Neben seinem allgemeinen Zwecke, die schlotternden Glieder des kapitalistischen Liberalismus einmal wieder in einem ungefährlichen Kriegstanze zu üben, hat der mit dem Aufsatze des Grafen Hoensbroech getriebene Humbug noch den besonderen, Stimmung gegen den ultramontanen Antrag auf Beseitigung des deutschen Jesuitengesetzes zu machen. Bekanntlich ist dieser „Bockstreich" ein Erbstück der Ära Bismarck, die ihren „welthistorischen" Beruf nicht anders erfüllen konnte, als indem sie alle Dummheiten machte, die menschenmöglicherweise irgend gemacht werden konnten; die Zentrumspartei erfüllt nur eine Pflicht der Dankbarkeit mit ihrem Antrage, denn wenn die katholische Kirche im kapitalistischen Zeitalter noch eine Macht geblieben ist, so verdankt sie es allein dem Jesuitismus. Daneben wird auch die sozialdemokratische Fraktion für den ultramontanen Antrag stimmen, als grundsätzliche Gegnerin aller Ausnahme- und Proskriptionsgesetze, wie auch als Bewahrerin aller wirklich großen Überlieferungen des deutschen Bürgertums. Als Zeugnis gegen den Antrag möchten nun gern die liberalen Kulturpauker die „verkümmerte Individualität" des Grafen Hoensbroech auf den Tisch des Hauses niederlegen. Gelingt es ihnen, das Jesuitengesetz aufrechtzuerhalten, so wird freilich nichts bewiesen sein, als dass die liberalen Jesuiten – aus guten Gründen – die Konkurrenz der römischen Jesuiten fürchten.

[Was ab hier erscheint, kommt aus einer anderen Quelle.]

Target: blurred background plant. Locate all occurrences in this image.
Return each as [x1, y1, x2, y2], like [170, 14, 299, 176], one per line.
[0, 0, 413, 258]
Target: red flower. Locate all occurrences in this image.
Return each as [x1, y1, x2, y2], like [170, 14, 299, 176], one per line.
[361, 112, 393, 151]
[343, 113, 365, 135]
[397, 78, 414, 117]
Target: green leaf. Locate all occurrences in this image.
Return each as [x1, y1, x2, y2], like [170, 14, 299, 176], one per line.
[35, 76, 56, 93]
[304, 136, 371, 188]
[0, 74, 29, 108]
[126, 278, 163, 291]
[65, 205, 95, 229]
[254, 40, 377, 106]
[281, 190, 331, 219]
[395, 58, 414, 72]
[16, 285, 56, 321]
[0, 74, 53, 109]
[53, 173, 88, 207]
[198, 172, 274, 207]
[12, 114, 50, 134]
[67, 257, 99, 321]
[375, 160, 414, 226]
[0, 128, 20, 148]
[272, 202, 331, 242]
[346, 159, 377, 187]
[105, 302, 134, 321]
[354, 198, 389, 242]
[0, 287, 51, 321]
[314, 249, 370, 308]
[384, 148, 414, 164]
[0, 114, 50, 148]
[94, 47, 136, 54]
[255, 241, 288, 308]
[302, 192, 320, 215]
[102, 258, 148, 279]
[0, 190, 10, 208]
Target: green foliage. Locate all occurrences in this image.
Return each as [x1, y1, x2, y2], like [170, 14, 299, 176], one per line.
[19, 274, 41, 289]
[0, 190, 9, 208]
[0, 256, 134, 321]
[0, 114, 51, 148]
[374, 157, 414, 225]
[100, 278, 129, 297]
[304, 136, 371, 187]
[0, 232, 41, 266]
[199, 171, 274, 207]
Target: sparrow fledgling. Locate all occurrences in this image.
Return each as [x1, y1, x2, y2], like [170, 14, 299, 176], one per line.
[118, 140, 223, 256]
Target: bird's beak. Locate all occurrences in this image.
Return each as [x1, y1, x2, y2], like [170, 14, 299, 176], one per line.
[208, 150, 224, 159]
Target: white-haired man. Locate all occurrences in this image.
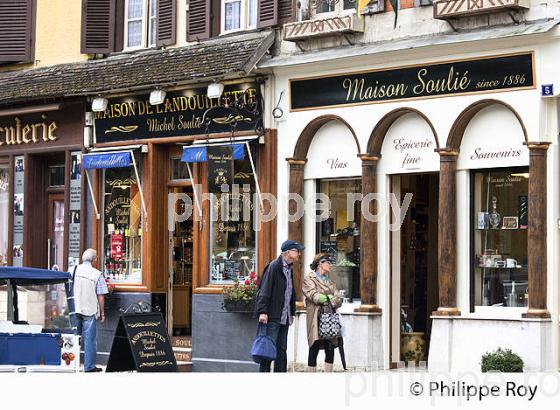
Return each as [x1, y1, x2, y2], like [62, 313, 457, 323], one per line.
[72, 248, 108, 372]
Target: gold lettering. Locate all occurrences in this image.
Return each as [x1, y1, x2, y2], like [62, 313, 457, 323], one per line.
[343, 78, 362, 101]
[164, 99, 173, 112]
[15, 118, 22, 144]
[31, 124, 41, 142]
[22, 125, 32, 143]
[48, 122, 58, 141]
[414, 69, 428, 95]
[6, 126, 16, 145]
[41, 122, 48, 142]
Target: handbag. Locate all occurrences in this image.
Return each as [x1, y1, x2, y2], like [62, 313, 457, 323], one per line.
[318, 298, 342, 339]
[251, 323, 277, 364]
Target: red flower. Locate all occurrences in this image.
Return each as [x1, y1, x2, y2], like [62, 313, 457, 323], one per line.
[244, 279, 250, 285]
[250, 271, 256, 279]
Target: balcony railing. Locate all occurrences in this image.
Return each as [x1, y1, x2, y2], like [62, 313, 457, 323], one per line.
[433, 0, 529, 19]
[283, 13, 364, 42]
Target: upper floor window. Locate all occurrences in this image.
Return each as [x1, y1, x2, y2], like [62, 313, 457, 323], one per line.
[313, 0, 356, 14]
[0, 0, 35, 64]
[126, 0, 158, 49]
[222, 0, 257, 33]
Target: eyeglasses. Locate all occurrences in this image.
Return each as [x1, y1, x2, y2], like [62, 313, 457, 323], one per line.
[288, 249, 301, 254]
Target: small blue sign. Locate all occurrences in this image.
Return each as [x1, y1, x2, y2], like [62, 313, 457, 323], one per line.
[541, 84, 554, 96]
[181, 144, 245, 163]
[83, 152, 132, 169]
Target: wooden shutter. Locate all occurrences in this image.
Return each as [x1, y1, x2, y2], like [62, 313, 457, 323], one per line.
[257, 0, 277, 28]
[157, 0, 176, 47]
[278, 0, 295, 24]
[81, 0, 116, 54]
[0, 0, 35, 63]
[187, 0, 211, 41]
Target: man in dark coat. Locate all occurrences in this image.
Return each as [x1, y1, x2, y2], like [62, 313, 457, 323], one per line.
[256, 240, 304, 372]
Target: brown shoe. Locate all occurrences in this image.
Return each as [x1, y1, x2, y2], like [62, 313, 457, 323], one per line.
[85, 367, 103, 373]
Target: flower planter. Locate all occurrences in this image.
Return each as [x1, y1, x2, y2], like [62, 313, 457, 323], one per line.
[223, 298, 255, 313]
[400, 332, 426, 364]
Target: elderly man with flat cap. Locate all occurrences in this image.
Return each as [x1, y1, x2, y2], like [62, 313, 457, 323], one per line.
[256, 239, 304, 372]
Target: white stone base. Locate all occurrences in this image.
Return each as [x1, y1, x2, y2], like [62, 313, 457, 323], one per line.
[428, 316, 553, 372]
[288, 310, 383, 371]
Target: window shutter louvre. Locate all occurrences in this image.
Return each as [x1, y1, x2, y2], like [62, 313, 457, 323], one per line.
[187, 0, 211, 41]
[257, 0, 278, 28]
[157, 0, 176, 47]
[278, 0, 295, 24]
[81, 0, 116, 54]
[0, 0, 35, 63]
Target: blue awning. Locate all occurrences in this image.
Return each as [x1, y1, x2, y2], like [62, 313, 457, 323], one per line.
[181, 143, 245, 163]
[0, 267, 70, 286]
[83, 152, 132, 169]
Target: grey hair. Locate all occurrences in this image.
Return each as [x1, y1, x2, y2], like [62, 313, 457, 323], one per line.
[82, 248, 98, 262]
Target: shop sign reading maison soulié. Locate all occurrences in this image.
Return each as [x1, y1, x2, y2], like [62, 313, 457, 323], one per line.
[289, 53, 534, 111]
[94, 84, 263, 143]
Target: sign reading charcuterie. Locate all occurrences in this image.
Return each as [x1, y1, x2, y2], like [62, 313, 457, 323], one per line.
[94, 84, 262, 143]
[290, 53, 534, 111]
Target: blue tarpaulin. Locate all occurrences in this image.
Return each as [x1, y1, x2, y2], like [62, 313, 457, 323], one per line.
[181, 144, 245, 163]
[0, 267, 70, 286]
[83, 151, 132, 169]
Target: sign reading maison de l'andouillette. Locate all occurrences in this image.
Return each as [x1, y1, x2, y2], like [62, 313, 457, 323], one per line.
[290, 53, 534, 111]
[94, 84, 262, 143]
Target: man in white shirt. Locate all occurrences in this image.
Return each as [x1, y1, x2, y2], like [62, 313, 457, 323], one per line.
[72, 248, 108, 372]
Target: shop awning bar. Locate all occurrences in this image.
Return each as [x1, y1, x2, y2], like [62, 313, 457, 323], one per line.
[81, 147, 148, 222]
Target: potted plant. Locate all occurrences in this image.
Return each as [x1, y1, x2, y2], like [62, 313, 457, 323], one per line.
[332, 257, 357, 298]
[222, 272, 258, 313]
[481, 348, 524, 372]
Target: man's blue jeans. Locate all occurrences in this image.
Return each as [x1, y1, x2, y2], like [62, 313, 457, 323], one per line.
[74, 314, 97, 371]
[259, 321, 289, 373]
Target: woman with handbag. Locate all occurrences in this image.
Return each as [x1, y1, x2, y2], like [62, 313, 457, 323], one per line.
[302, 253, 342, 372]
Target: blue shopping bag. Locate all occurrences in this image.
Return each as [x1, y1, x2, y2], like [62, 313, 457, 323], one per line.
[251, 323, 277, 364]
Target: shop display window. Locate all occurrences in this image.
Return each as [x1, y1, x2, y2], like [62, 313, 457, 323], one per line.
[209, 147, 257, 284]
[317, 179, 361, 301]
[102, 164, 143, 284]
[472, 167, 529, 308]
[0, 164, 9, 266]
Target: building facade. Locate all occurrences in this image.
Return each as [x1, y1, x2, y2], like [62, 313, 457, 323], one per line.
[261, 0, 560, 371]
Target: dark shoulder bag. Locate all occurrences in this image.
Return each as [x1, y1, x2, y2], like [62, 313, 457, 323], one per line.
[318, 298, 342, 339]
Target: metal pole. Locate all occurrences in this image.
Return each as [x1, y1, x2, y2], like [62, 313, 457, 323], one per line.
[84, 170, 100, 220]
[244, 141, 264, 211]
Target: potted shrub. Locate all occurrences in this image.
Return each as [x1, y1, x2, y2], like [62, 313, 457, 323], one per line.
[481, 348, 524, 372]
[222, 272, 258, 313]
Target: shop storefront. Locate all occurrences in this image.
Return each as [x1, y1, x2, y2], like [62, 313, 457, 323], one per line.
[89, 82, 278, 369]
[0, 102, 86, 324]
[268, 47, 558, 371]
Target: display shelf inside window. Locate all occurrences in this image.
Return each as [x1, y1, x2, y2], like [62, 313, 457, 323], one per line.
[209, 144, 257, 284]
[103, 166, 143, 284]
[472, 168, 529, 308]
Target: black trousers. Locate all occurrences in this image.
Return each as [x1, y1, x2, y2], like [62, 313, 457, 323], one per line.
[259, 321, 289, 372]
[308, 339, 335, 366]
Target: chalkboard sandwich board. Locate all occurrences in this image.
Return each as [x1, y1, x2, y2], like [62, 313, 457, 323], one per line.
[106, 312, 178, 372]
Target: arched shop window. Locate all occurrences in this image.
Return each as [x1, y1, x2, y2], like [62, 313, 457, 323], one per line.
[317, 178, 361, 301]
[472, 167, 528, 307]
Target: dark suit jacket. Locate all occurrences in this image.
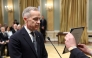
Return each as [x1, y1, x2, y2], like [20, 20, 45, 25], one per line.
[9, 27, 48, 58]
[70, 48, 89, 58]
[0, 32, 8, 41]
[12, 29, 17, 34]
[40, 19, 47, 31]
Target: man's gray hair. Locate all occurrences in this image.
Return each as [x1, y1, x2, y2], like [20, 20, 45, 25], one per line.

Abgesehen von ihrer Stellung zu den grundsätzlichen Fragen, die dabei mit ins Spiel kommen, steht die Arbeiterklasse dem Streite der liberalen und der römischen Jesuiten als der lachende Dritte und dann freilich auch als der lachende Erbe gegenüber. Der Jesuitismus ist eine ideologische Form des Kapitalismus, und mit der materiellen Grundlage wird auch der geistige Überbau dahinsinken. Der Kampf gegen den, gleichviel in welcher ideologischen Verkleidung steckenden Kapitalismus ist der bittere Ernst, dagegen ist es nur ein Possenspiel, wenn sich die jesuitischen Ideologen des Kapitalismus am Vorabend des gemeinsamen Untergangs noch den Luxus eines inneren Krieges gönnen. Grotesker kann sich dies Possenspiel denn allerdings wohl nicht darstellen, als darin, dass der liberale Jesuitismus im Löwenfell eines Freiheits- und Kulturhelden den römischen Jesuitismus anfällt.